The compromised data, as revealed by the Personal Information Protection Committee (PIPC), includes 25 categories of personal information such as mobile numbers, IMSI numbers, USIM authentication keys, and other unique identifiers. This heightened risks of SIM-swapping attacks, government surveillance, and fraudulent access to telecom services.

SK Telecom confirmed the breach on April 22, but acknowledged internally detecting anomalies as early as April 18. Over the following weeks, the company launched a SIM card replacement initiative, though shortages of USIM cards slowed the rollout—while offering free protection services and enhanced fraud detection tools.

The breach has led to widespread public distrust. CEO Young-sang Ryu testified before South Korea’s National Assembly, revealing that 250,000 users had already switched to rival providers. He projected that up to 2.5 million customers may leave if SKT waives contract termination fees. He warned the financial impact could surpass ₩7 trillion (~$5 billion) over the next three years.

The company, under immense public pressure, is now debating whether to waive cancellation penalties, a decision that could serve as both damage control and an act of consumer goodwill. Meanwhile, Chairman Tae-won Chey of SK Group, the conglomerate behind SKT, issued a public apology on May 7—nearly three weeks after the breach. His delayed acknowledgment has drawn criticism from lawmakers and data privacy advocates.

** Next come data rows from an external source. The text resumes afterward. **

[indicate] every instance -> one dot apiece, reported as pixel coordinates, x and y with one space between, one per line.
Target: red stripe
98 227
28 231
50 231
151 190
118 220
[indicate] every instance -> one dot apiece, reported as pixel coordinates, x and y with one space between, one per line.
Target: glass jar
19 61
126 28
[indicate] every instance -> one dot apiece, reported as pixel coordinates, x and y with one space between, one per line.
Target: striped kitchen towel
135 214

The breach is part of a larger global pattern of cyber intrusions reportedly backed by Chinese state-affiliated groups. Local media reported that SKT and other major firms used Ivanti VPN systems, which were recently identified by cybersecurity firm TeamT5 as vulnerable entry points exploited by China-linked actors.

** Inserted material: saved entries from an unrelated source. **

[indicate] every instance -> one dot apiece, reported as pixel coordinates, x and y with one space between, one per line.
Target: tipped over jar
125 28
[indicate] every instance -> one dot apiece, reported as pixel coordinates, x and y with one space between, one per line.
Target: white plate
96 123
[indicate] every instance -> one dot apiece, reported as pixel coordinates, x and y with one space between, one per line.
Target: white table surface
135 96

In total, 20 industries across 12 countries were affected by similar attacks, including targets in the United States, Taiwan, and Australia. The attackers reportedly deployed multiple strains of malware into SKT’s systems, with the latest analysis revealing 12 types of malware on key infrastructure, particularly the Home Subscriber Server (HSS) that stores user identity, mobility, and authentication data.

SKT has since collaborated with law enforcement and private cybersecurity firms in a joint investigation. Their immediate response included isolating infected systems, setting up SIM protection, and bolstering fraud detection—but critics argue the company’s delayed response allowed for significant data exfiltration.